Greenpeace intercepted the tanker in the English Channel (photos Kristian Buus / Greenpeace)

Posted on October 7, 2021 at 7:21 p.m. by

The Maritime Executive







Activists from the Greenpeace ship rainbow warrior intercepted a tanker carrying fish oil from West Africa as the ship entered the English Channel earlier today. The ship was delayed but was able to continue without incident as protesters sought to draw attention to what they said was an alarming growth in West African fishmeal and fish oil exports. Greenpeace is demanding action from importers and regional governments to end this trade.


“This is big business taking life out of our oceans and robbing our fishing communities of their livelihoods. The science is clear, it will soon be too late. They need to stop now,” said Dr Aliou Ba, Oceans Campaigner for Greenpeace Africa.


According to Greenpeace, each year more than half a million tonnes of fish are caught in West African waters to be processed into fishmeal and fish oil to feed farmed fish, livestock and pets in Asia and Europe. In 2020, in Mauritania alone, fishmeal exports increased by 16%, with fish oil exports to the European Union increasing by 6% in the same year. The environmental group says that this amount of fish would be enough to feed 33 million people in a region subject to significant food insecurity. They also blame over-farming in the area for driving up fish prices.





by Greenpeace rainbow warrior approached the tanker registered in Norway sun key in the English Channel off the northern tip of Normandy. The 4,700 dwt vessel departed from Agadir, Morocco, and arrived overnight at the French port of Fécamp.


the rainbow warrior, well known for his campaigns against whaling and sealing, launched his inflatable, fast interceptor boat which sailed alongside the tanker. Activists held up a banner that read: “Cargill, Mowi, Skretting, BioMar: Was this fish oil stolen for you? while an audio system played recordings in which West African fishermen and fish processors who were unable to join the action due to the pandemic vowed to continue their fight against the importers of fishmeal and fish oil. The processors accused the four companies, which Greenpeace says account for 70% of the trade, of stealing fish from their community and threatening their jobs and a vital source of food.


Greenpeace is calling on fishmeal and fish oil importers to stop sourcing fishmeal and fish oil from West Africa.
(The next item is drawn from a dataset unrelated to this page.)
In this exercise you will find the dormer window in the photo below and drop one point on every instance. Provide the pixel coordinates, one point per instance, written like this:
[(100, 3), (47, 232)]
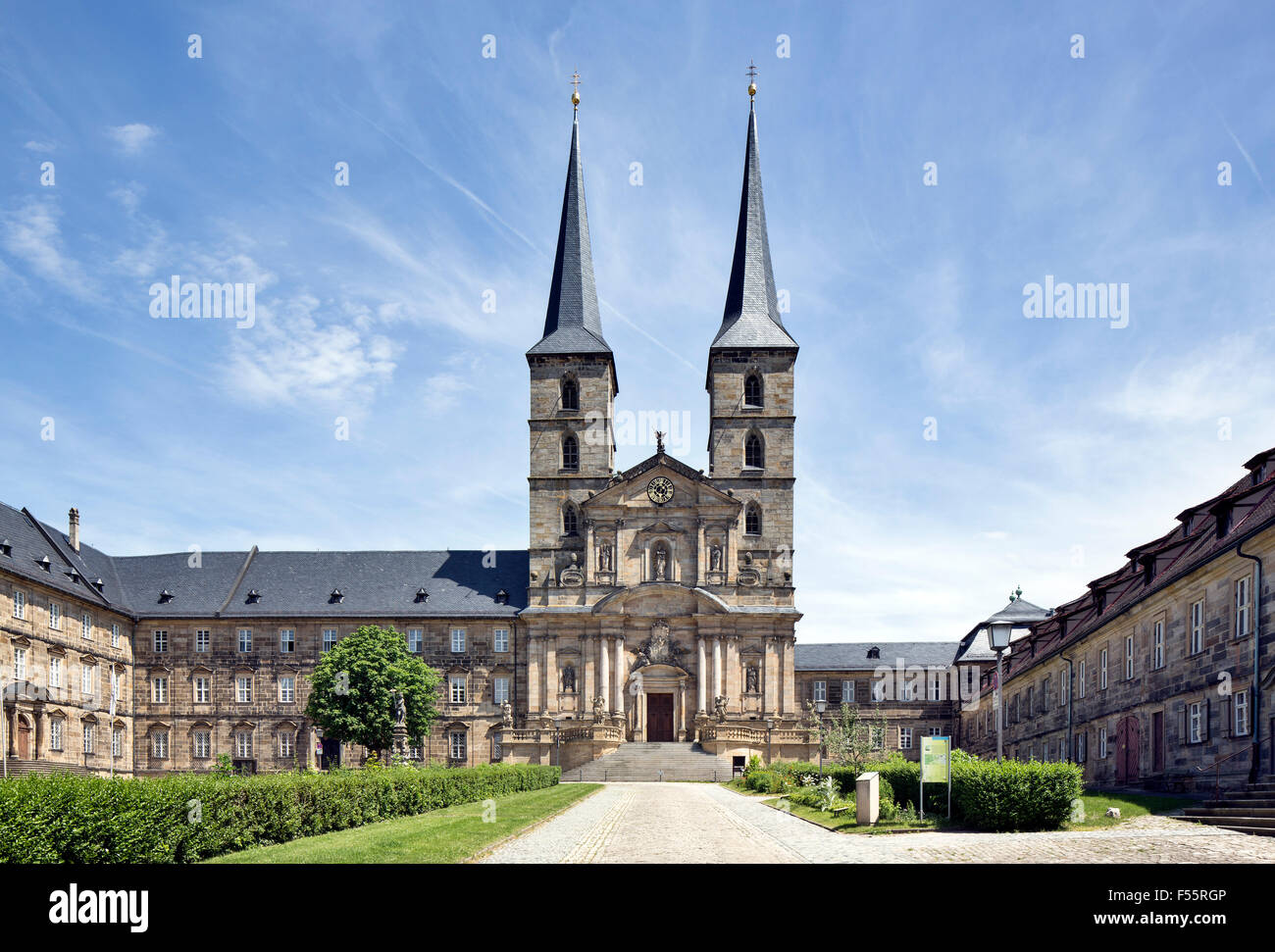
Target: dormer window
[(570, 394)]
Furthermore, the campaigners are calling on the governments of the region to phase out the use of fish fit for human consumption in the production of aquatic food and animal feed and to establish effective regional management of small pelagic resources. Greenpeace is also campaigning for a global ocean treaty to create vast ocean sanctuaries, free from harmful human activities, in more than a third of the world’s oceans by 2030.